Opinion Brief

Shakeup at Google: Is Larry Page ready to be CEO?

At 37, the search giant's co-founder is replacing Eric Schmidt as CEO. Has he matured enough to steer such a giant ship?

Google shocked the tech world and Wall Street Thursday by announcing that co-founder Larry Page is replacing Eric Schmidt as CEO, effective April 4. Page was Google's first chief executive but he and fellow cofounder Sergey Brin prompted jokes about 20-something entrepreneurs needing "parental supervision" and, in 2001, the young pair brought in the more seasoned (and older) Schmidt to help run the company. Now, a decade later, "day-to-day adult supervision [is] no longer needed!" joked Schmidt, who will stay on as executive chairman, on Twitter. Is Page ready to retake the helm? (Watch an AP report about the Google shakeup)
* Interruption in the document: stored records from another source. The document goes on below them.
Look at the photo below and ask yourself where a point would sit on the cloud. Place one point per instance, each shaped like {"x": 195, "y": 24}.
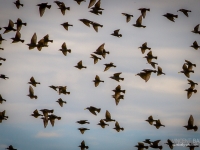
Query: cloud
{"x": 43, "y": 134}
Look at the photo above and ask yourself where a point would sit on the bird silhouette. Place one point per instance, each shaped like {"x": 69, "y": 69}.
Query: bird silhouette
{"x": 102, "y": 123}
{"x": 195, "y": 45}
{"x": 93, "y": 110}
{"x": 61, "y": 102}
{"x": 117, "y": 127}
{"x": 42, "y": 8}
{"x": 9, "y": 27}
{"x": 108, "y": 117}
{"x": 31, "y": 93}
{"x": 82, "y": 130}
{"x": 170, "y": 16}
{"x": 64, "y": 49}
{"x": 139, "y": 23}
{"x": 18, "y": 4}
{"x": 79, "y": 65}
{"x": 143, "y": 11}
{"x": 190, "y": 91}
{"x": 116, "y": 33}
{"x": 66, "y": 25}
{"x": 83, "y": 146}
{"x": 36, "y": 114}
{"x": 33, "y": 82}
{"x": 116, "y": 76}
{"x": 128, "y": 16}
{"x": 184, "y": 11}
{"x": 190, "y": 125}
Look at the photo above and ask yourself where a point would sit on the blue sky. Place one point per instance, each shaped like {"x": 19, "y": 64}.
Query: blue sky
{"x": 163, "y": 97}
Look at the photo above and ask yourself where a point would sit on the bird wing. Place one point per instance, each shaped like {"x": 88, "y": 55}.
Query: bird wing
{"x": 34, "y": 39}
{"x": 92, "y": 2}
{"x": 191, "y": 121}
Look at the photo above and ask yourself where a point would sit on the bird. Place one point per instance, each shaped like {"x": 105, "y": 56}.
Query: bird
{"x": 9, "y": 27}
{"x": 108, "y": 117}
{"x": 117, "y": 127}
{"x": 93, "y": 110}
{"x": 141, "y": 146}
{"x": 196, "y": 29}
{"x": 116, "y": 76}
{"x": 155, "y": 144}
{"x": 31, "y": 93}
{"x": 17, "y": 38}
{"x": 190, "y": 91}
{"x": 159, "y": 71}
{"x": 86, "y": 22}
{"x": 96, "y": 25}
{"x": 144, "y": 47}
{"x": 33, "y": 82}
{"x": 192, "y": 83}
{"x": 64, "y": 49}
{"x": 36, "y": 114}
{"x": 102, "y": 123}
{"x": 97, "y": 81}
{"x": 1, "y": 99}
{"x": 19, "y": 24}
{"x": 18, "y": 4}
{"x": 186, "y": 71}
{"x": 158, "y": 124}
{"x": 190, "y": 125}
{"x": 116, "y": 33}
{"x": 66, "y": 25}
{"x": 53, "y": 87}
{"x": 108, "y": 66}
{"x": 33, "y": 42}
{"x": 83, "y": 146}
{"x": 3, "y": 76}
{"x": 83, "y": 122}
{"x": 143, "y": 11}
{"x": 1, "y": 39}
{"x": 170, "y": 16}
{"x": 101, "y": 51}
{"x": 95, "y": 58}
{"x": 150, "y": 120}
{"x": 82, "y": 130}
{"x": 11, "y": 148}
{"x": 195, "y": 45}
{"x": 79, "y": 65}
{"x": 62, "y": 8}
{"x": 139, "y": 23}
{"x": 52, "y": 119}
{"x": 42, "y": 8}
{"x": 128, "y": 16}
{"x": 91, "y": 3}
{"x": 79, "y": 1}
{"x": 184, "y": 11}
{"x": 45, "y": 121}
{"x": 150, "y": 56}
{"x": 46, "y": 112}
{"x": 170, "y": 143}
{"x": 61, "y": 102}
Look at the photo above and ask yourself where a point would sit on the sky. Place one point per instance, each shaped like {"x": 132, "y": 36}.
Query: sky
{"x": 163, "y": 96}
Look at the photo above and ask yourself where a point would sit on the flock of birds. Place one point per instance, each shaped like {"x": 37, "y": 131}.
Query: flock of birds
{"x": 48, "y": 116}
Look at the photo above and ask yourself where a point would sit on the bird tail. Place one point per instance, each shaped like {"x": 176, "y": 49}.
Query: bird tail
{"x": 49, "y": 6}
{"x": 98, "y": 110}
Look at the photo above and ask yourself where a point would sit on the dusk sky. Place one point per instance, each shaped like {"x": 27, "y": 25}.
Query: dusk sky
{"x": 164, "y": 97}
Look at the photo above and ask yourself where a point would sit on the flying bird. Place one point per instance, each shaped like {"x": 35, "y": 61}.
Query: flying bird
{"x": 64, "y": 49}
{"x": 42, "y": 8}
{"x": 79, "y": 65}
{"x": 190, "y": 125}
{"x": 128, "y": 16}
{"x": 139, "y": 23}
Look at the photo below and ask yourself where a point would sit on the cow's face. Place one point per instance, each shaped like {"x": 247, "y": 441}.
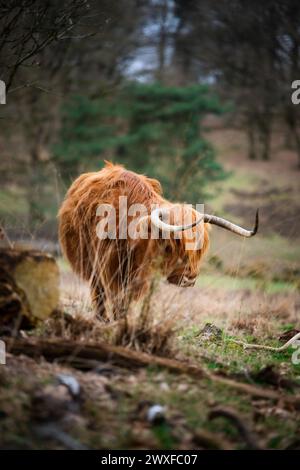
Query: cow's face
{"x": 180, "y": 263}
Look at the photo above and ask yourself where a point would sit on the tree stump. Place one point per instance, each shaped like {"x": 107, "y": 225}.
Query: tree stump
{"x": 29, "y": 287}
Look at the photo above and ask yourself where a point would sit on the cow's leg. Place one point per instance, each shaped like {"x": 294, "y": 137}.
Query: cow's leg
{"x": 98, "y": 300}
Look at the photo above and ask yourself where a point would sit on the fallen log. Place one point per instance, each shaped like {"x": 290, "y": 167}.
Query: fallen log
{"x": 69, "y": 352}
{"x": 29, "y": 287}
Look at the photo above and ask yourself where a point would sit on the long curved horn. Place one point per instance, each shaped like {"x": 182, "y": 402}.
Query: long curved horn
{"x": 212, "y": 219}
{"x": 157, "y": 214}
{"x": 156, "y": 219}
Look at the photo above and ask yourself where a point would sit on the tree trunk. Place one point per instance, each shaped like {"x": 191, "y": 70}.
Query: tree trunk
{"x": 29, "y": 287}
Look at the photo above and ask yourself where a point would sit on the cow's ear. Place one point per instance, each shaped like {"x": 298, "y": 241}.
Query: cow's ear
{"x": 141, "y": 230}
{"x": 155, "y": 185}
It's past time to give Page back the reins: Google "blossomed" under Schmidt's guidance, but "Page is clearly ready and eager to run the show again," says The Economist. If anything, this move should have happened sooner. The "unconventional" leadership "triumvirate" of Schmidt, Page, and Brin worked fine for a while, but Google now needs one guy in charge who can make "swift decisions on product matters," and Page fits the bill."Google turns a new Page"

Why mess with a good thing? Putting Page in charge "could go down as a management blunder of historic proportions," says Juan Carlos Perez in Computerworld. With Google reporting "yet another blockbuster quarter," why risk discovering that Page isn't "up to the mammoth task of running such a large, powerful, and increasingly diverse company?" It's hard to shake the feeling that Google "is trying to fix something that isn't broken." "Google's CEO switch could be a risky move"

Really, what's different? The shift in titles sounds dramatic, but it's not clear that much will really change, says Brian Barrett in Gizmodo. "Schmidt will actually continue fulfilling most of his 'adult' duties," and Page has always been "deeply involved" in steering the company, only now he's probably "outgrown some of his immaturity." So in the short-term, this shakeup means "nothing"; in the long term, expect "more risks — with bigger successes and failures," at a faster pace."What does Google's new boss mean for you?"